We all know the stories. The Korean couple who left their new baby to starve nearly to death while they “fed” and cared for their online baby. The warfare gaming addiction of autistic Newtown mass murderer Adam Lanza. No one wants to imagine the horror.

An article by Jack Flanagan that was published in The Week, classifying obsessive video game playing as an addiction. Flanagan outlines the potential warning signs of addiction, from losing jobs and loved ones to physical health problems and even death, and notes that obsessive gaming merits “little more than a footnote in the latest DSM.” He then poses the critical question of why video gaming is not seen as legitimate as so many other addictions? It’s an important question, and it means that the best, and possibly only, safeguard protecting your kids from over-gaming is, yes, you.
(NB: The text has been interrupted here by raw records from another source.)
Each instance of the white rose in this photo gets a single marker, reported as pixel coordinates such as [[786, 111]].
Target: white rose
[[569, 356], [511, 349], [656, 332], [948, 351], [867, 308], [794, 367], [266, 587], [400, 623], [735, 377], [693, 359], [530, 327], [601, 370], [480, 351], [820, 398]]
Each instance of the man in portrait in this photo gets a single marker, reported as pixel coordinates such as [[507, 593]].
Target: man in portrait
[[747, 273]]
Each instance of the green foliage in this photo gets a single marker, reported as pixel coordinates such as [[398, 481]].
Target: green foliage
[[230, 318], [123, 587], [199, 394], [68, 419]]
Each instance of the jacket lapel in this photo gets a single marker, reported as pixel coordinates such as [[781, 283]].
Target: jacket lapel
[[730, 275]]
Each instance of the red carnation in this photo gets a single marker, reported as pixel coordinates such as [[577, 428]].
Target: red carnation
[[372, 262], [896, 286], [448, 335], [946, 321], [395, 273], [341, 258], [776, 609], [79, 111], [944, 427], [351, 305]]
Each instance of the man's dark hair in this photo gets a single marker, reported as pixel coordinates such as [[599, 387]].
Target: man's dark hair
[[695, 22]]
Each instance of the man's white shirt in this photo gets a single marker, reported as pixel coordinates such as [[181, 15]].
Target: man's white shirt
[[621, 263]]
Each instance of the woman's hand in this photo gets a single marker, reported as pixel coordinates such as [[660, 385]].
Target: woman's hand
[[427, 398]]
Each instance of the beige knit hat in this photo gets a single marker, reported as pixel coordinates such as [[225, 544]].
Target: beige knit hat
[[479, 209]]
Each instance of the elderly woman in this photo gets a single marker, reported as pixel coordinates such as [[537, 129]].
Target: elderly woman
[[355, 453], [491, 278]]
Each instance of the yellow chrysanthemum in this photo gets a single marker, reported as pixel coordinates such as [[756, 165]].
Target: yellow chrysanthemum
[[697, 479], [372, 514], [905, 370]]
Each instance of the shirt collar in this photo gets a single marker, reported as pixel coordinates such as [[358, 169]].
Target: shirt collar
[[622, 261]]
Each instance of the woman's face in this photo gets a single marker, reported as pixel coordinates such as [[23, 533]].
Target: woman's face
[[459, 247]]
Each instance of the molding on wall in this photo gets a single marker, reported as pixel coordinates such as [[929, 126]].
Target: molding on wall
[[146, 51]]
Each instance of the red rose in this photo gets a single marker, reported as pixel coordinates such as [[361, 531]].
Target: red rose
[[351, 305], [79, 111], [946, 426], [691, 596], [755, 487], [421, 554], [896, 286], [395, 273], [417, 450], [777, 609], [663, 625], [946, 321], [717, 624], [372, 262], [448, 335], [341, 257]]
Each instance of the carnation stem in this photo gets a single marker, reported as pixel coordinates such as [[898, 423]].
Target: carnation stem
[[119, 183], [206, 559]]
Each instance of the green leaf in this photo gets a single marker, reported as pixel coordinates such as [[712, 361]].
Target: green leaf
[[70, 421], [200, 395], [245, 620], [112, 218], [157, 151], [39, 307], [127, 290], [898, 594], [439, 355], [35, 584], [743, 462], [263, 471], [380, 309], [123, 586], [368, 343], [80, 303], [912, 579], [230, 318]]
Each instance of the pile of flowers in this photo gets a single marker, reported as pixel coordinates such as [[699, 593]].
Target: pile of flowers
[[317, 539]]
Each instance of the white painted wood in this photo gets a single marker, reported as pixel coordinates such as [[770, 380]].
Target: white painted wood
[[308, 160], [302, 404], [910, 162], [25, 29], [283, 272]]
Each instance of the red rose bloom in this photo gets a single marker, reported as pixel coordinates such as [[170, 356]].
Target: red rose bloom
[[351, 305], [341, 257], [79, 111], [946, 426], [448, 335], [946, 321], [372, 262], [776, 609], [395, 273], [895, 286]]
I am really interested in this. My kids love to play video games, especially my son. If left to it, he would play without stopping for an entire Saturday. I won’t let him play war games, but he always finds a way around this rule. After all, in some form or another, let’s face it: most games involve shooting, decimating, conquering, smashing, slicing, exploding or otherwise obliterating some type of enemy.

The rules get blurred in other ways at home. When I am burnt out, cooking or otherwise engaged, I often let the gaming time limit slide, which I am certain reinforces the flexibility of my gaming rules system, making it semi-obsolete. I need a better way to monitor use at home, but I don’t have enough reliable information. Is gaming really bad for my son?

Of course I don’t want my son to become a social misfit, seeking the solace and escapism of video games over real social relationships. But he has an iPad at school. I would be kidding myself if I tried to make a rule that we will never, ever play video games. And what about our home Wii system? I allow that because it seems more “sporty” and active. But really, it’s just video games. Isn’t it?

The most important point brought up in Flanagan’s article is the pull and lure of gaming and how it fosters addictive behavior, a potential downward spiral of avoidance of real-life conflict management and responsibility. The core of every addiction touches on this spiral. Maybe just knowing the warning signs is enough to protect our kids from more of the “too-muchness” of their modern lives? For now, I am banking on it.

Read the article. Be aware. Most parents are pretty in touch with how much their kids are gaming. Or so they think. My nine year old has come home from school many times with requests for a new game, or to let him use the computer to find a game he played at school. It’s the culture. And maybe it’s a good thing to think of gaming as addiction, to treat it as an ever-present threat, and to educate our kids of its dangers accordingly. That’s the best that good parenting can do. And of course, stay informed.

Flanagan, Jack. (February 6, 2014.) The psychology of video game addiction: What turns a hobby into a sickness?

  1. An additional issue is that video gaming became one of the all-time largest forms of fun for people of nearly every age. Kids have fun with video games, plus adults do, too. Your XBox 360 is amongst the favorite video games systems for those who love to have a lot of activities available to them, in addition to who like to learn live with others all over the world. Thanks for sharing your thinking.

  2. I think about this all the time. It’s a daily fight with my oldest son – he would play video games day and night if I would let him. A lot of his friends play Call of Duty and he’s 11. I do the same thing – I let it go sometimes when I’m busy so boundaries for game time are never clear to him. I take the xbox away all the time. What bothers me the most is that zoned out look my son gets when he’s playing.